Чжинри страдала. На неё опять напала морская болезнь, и я никак не мог решить, усиливала ли она её душевные терзания или отводила от них внимание. Бледное лицо киноты усеивали мутные капли пота. Она вытянулась на койке, насколько позволяло пространство, уперев ноги в стенку. Руки её лежали на животе, словно успокаивая его — или сдерживая то, что плескалось в нём.
Присесть тут было негде, и я навис над Чжинри, которая горестно вздохнула. Что ж, хотя бы не ударилась в слёзы.
— Ты ведь не уйдёшь, если тебя игнорировать? — выдавила она.
Я покачал головой.
— Мне нужно понять, на что ты способна. Если ты вообще что-то можешь. Ты же никакой не магиус? У кого-то стащила мантию?
— Не совсем. Я действительно училась… учусь в столичном университете. Просто у меня возникли некоторые разногласия со своей кафедрой. Вековые традиции, честь магиуса… — Она подалась ко мне и разразилась криком: — Эти закосневшие болваны предпочтут закрыть глаза, если увидят что-то, что не впишется в их узкий мирок!

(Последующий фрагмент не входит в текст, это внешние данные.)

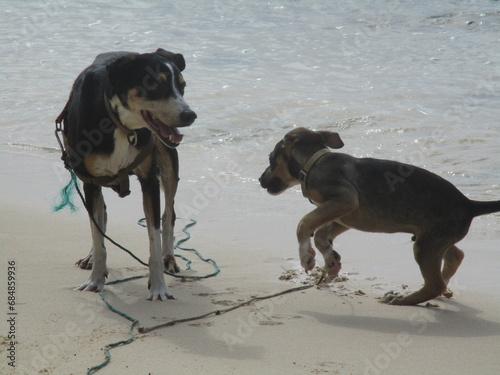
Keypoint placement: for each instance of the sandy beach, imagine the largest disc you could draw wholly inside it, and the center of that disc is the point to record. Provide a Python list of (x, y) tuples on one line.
[(410, 81), (339, 328)]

Вспышка злости отняла у неё последние силы, и она откинулась на жёсткую койку. Сухим шёпотом Чжинри поведала мне свою историю.
Родилась кинота в самой что ни на есть обыкновенной семье простолюдинов. Её отец служил кучером при разбогатевшем торговце, а мать — прачкой у него же. Чжинри с раннего детства обладала пытливым умом. Знакомые часто отмечали её сметливость и прыть. Однако низкое происхождение перечёркивало все мечты о хорошем образовании — на обучение нужны были немалые деньги. А даже если выпуститься, что с того? На важные должности редко брали женщин, полагая, что их хрупкие плечи не вынесут давления ответственности.
Из этого правила было два исключения.
Авантюристы и маги.
Первых не интересовал пол разумного, лишь его пригодность к пути клинка. Изгои, не нашедшие себе места в обществе, о приличиях не заботились. Увы, Чжинри отличалась хрупким здоровьем и нетерпимостью к тяготам и лишениям — её разбаловали родители.
Для того, чтобы стать магом, требовался талант, а также учитель, который согласился бы помочь раскрыть его. Свободные маги редко утруждали себя заботой об учениках, а условием для поступления в университет была рекомендация полноценного магиуса — то есть мага, закончившего суровое обучение. Кого попало туда не брали. Большей части свободных магов оставалось лишь мечтать о плаще студиоза, не говоря уже о мантии выпускника.